TCM therapies can be used in conjunction with other forms of treatments including Western medicine, naturopathy, chiropractic, homeopathy, massage therapy, and so forth. When combing TCM acupuncture with other interventions (medication, supplements, herbal formulas, other therapies), studies have concluded that this combination is more effective than those interventions alone.

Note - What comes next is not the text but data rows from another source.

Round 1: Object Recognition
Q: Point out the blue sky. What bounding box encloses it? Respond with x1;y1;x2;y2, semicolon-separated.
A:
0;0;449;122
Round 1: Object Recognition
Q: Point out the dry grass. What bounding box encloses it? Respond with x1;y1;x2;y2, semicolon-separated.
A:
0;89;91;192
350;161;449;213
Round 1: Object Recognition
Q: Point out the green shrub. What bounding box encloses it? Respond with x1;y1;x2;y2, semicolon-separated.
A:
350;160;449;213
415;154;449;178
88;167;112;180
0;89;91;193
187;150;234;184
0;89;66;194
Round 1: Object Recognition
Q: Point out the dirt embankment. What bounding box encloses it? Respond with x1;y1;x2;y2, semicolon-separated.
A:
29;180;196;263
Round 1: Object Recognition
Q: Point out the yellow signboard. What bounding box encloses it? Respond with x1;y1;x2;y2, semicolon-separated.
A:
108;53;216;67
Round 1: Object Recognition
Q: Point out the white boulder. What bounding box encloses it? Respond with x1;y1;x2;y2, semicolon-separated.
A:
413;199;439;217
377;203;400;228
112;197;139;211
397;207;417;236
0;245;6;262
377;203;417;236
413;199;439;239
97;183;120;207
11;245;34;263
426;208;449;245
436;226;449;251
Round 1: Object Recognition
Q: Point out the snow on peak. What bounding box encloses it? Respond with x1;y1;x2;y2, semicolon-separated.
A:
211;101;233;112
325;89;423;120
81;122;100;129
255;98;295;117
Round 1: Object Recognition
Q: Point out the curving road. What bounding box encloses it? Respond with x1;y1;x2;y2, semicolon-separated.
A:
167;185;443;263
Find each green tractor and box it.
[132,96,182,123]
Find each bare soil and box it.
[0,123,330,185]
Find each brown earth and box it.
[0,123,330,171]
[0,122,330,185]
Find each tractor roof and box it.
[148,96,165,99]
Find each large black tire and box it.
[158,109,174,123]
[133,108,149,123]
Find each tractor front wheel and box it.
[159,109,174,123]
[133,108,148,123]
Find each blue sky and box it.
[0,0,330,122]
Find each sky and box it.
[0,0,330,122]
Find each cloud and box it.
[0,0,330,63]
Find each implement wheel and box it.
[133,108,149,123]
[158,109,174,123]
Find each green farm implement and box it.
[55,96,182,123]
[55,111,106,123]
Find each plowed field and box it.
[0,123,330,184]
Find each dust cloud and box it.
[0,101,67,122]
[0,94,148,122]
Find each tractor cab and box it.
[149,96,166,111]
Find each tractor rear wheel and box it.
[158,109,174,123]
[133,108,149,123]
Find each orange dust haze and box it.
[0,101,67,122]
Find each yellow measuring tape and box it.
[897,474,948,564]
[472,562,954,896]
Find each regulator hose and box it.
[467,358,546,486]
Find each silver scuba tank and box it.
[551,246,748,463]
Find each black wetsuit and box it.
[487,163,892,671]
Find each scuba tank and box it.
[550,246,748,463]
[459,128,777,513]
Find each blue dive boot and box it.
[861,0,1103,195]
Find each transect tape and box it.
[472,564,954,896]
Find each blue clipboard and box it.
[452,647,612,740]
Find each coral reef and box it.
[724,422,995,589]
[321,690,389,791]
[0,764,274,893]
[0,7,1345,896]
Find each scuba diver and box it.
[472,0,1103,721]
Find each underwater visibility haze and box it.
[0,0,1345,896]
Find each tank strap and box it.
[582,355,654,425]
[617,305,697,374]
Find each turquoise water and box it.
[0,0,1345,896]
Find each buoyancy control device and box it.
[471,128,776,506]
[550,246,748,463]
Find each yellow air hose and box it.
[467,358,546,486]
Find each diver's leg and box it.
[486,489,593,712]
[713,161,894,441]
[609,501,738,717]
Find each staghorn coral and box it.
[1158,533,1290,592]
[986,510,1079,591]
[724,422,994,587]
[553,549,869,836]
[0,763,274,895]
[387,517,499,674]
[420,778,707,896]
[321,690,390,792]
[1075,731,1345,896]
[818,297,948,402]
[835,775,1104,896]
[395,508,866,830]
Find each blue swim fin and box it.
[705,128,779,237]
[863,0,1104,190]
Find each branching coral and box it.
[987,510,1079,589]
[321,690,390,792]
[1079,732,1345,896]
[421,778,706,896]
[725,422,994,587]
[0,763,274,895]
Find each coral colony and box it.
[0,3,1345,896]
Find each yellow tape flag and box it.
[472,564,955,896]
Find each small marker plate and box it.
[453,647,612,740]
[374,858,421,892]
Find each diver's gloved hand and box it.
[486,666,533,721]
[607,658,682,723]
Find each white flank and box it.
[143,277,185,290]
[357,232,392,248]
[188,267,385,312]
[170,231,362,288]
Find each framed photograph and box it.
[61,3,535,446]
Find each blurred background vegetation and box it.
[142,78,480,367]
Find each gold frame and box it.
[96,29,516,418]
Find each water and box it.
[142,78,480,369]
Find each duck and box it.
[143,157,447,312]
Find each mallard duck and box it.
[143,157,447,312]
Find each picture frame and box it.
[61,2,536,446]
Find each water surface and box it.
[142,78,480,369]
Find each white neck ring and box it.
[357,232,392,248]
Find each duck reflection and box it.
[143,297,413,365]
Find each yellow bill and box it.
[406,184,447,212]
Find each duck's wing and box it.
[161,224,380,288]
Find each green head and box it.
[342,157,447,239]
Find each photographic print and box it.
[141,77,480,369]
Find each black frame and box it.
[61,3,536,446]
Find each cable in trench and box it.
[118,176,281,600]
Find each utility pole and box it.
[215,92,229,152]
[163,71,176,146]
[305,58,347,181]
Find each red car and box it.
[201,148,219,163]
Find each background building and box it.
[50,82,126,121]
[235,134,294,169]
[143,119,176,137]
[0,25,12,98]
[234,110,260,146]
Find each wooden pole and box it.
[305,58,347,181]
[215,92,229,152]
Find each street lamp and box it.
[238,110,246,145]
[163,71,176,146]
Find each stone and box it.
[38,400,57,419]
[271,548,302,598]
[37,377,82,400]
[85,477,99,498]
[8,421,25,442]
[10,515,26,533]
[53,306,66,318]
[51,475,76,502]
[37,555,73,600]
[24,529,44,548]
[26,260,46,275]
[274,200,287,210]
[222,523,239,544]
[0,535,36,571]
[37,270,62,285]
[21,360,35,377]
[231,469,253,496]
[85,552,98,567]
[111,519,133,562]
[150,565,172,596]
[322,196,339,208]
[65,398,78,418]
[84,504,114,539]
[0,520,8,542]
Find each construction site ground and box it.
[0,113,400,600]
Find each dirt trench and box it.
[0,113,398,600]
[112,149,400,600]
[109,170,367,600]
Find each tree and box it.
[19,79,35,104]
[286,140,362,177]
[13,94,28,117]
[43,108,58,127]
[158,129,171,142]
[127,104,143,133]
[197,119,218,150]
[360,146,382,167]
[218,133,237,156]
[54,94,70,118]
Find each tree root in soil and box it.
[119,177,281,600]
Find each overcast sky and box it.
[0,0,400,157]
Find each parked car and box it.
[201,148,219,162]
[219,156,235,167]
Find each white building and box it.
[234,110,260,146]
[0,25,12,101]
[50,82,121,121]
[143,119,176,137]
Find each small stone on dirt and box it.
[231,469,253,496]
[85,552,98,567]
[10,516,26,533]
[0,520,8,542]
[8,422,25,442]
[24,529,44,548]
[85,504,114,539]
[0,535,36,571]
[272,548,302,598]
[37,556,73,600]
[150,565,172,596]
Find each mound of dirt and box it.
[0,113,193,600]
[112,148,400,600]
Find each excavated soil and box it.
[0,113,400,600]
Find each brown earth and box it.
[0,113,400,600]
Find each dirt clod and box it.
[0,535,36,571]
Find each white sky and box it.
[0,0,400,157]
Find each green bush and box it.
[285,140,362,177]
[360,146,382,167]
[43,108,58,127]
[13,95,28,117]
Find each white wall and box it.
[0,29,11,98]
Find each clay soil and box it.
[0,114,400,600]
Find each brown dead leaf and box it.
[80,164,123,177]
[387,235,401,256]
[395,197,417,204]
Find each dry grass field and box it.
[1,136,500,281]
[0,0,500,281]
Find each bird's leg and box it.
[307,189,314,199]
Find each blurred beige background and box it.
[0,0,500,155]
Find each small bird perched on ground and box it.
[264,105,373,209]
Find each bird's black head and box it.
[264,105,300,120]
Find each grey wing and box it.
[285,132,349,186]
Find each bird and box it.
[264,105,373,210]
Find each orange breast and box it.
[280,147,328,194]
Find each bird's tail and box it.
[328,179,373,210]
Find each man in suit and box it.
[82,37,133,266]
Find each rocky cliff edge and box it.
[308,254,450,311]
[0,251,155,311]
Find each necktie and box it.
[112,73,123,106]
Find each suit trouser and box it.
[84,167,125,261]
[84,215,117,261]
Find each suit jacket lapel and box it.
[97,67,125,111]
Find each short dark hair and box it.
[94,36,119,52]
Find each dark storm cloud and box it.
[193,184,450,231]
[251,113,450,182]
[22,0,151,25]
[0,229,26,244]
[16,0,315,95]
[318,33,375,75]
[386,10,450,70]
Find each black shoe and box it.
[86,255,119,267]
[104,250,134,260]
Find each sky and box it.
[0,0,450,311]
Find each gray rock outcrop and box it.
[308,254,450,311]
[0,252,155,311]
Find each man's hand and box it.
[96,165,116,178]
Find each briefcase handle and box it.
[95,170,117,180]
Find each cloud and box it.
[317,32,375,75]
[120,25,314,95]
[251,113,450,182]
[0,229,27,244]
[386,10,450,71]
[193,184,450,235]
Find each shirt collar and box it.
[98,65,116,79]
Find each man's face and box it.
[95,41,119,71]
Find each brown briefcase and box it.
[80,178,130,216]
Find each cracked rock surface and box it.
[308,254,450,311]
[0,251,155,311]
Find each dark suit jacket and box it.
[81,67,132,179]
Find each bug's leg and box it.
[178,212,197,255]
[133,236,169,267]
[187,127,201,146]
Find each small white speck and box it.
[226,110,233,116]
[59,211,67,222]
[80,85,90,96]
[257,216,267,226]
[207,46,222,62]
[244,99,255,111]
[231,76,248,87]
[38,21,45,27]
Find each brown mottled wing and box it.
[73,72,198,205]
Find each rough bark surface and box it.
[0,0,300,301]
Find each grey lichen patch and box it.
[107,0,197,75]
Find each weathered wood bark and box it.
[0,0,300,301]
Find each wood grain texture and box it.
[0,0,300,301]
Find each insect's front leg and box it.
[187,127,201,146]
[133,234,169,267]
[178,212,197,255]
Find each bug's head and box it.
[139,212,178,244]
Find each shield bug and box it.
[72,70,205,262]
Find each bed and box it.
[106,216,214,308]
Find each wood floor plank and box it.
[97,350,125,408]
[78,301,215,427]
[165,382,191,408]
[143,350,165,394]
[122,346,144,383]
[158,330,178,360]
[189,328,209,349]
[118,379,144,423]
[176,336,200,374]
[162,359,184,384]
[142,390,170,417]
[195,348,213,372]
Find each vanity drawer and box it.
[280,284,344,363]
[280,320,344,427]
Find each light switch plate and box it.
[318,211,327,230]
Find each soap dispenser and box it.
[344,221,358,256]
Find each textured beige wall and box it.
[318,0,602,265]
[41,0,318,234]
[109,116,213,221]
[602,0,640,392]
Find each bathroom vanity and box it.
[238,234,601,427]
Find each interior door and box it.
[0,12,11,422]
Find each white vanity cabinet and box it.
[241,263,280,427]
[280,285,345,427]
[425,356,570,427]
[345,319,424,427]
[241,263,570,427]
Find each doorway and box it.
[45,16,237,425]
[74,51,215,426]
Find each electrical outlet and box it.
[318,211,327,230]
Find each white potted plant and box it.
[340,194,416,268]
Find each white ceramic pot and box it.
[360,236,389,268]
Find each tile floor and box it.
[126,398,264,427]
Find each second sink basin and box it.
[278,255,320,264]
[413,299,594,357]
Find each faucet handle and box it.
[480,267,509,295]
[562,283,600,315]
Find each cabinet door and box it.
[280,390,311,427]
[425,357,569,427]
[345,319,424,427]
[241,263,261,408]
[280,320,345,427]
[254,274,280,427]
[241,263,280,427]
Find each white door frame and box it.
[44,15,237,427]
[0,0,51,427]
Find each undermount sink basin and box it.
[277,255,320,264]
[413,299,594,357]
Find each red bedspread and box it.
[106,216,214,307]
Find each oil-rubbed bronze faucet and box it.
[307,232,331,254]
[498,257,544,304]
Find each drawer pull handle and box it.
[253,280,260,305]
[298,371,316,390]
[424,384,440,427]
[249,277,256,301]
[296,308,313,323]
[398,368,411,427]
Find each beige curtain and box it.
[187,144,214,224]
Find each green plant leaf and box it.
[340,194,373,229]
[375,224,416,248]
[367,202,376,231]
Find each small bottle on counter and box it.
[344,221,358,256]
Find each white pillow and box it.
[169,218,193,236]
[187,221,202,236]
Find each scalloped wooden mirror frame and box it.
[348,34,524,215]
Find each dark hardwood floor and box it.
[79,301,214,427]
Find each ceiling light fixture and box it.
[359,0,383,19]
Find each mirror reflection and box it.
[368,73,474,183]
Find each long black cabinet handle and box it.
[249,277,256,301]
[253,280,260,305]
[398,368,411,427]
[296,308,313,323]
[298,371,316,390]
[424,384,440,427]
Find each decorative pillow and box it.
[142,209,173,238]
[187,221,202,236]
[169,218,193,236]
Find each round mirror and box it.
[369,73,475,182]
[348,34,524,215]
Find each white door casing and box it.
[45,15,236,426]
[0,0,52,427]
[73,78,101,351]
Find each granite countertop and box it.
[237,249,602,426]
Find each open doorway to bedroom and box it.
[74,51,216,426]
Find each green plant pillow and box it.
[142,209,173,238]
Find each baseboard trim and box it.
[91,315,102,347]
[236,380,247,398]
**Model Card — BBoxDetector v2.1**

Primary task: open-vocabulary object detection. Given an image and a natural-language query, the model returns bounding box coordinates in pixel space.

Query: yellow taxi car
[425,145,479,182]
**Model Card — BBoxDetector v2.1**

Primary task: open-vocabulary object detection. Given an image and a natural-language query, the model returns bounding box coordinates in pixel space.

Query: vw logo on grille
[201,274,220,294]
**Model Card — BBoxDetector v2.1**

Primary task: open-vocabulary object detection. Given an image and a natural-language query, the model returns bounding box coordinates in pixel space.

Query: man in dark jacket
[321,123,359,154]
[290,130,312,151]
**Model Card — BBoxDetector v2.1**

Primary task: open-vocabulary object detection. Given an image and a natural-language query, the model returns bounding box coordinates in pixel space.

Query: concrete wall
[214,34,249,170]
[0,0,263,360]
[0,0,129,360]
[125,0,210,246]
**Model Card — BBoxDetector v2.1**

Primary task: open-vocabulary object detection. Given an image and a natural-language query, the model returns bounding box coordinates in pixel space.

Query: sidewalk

Johnson A., Roberts L., Elkins G. Complementary and Alternative Medicine for Menopause. Journal of Evidence-Based Integrative Medicine. (2019). doi:10.1177/2515690X19829380
Lund KS., Siersma V., Brodersen J., et al. Efficacy of a standardized acupuncture approach for women with bothersome menopausal symptoms: a pragmatic randomized study in primary care (the ACOM study). (2019). 9:e023637. doi:10.1136/ bmjopen-2018-023637
Lian-Wei X., Man J., Roland S., et al. Hindawi Publishing Corporation Evidence-Based Complementary and Alternative Medicine. Review Article Efficacy and Side Effects of Chinese Herbal Medicine for Menopausal Symptoms: A Critical Review. (2012). Article ID 568106, 19 pages doi:10.1155/2012/568106
Kim KH., Kang KW., Kim DI., et al. Effects of acupuncture on hot flashes in perimenopausal and postmenopausal women-a multicenter randomized clinical trial. Menopause. (2010) Mar;17(2):269-80. doi: 10.1097/gme.0b013e3181bfac3b. PMID: 19907348.
*This blog is not intended to officially establish a physician-patient relationship, to replace the services of a trained physician, naturopathic doctor, physical therapist or chiropractor or otherwise to be a substitute for professional medical advice, diagnosis, or treatment.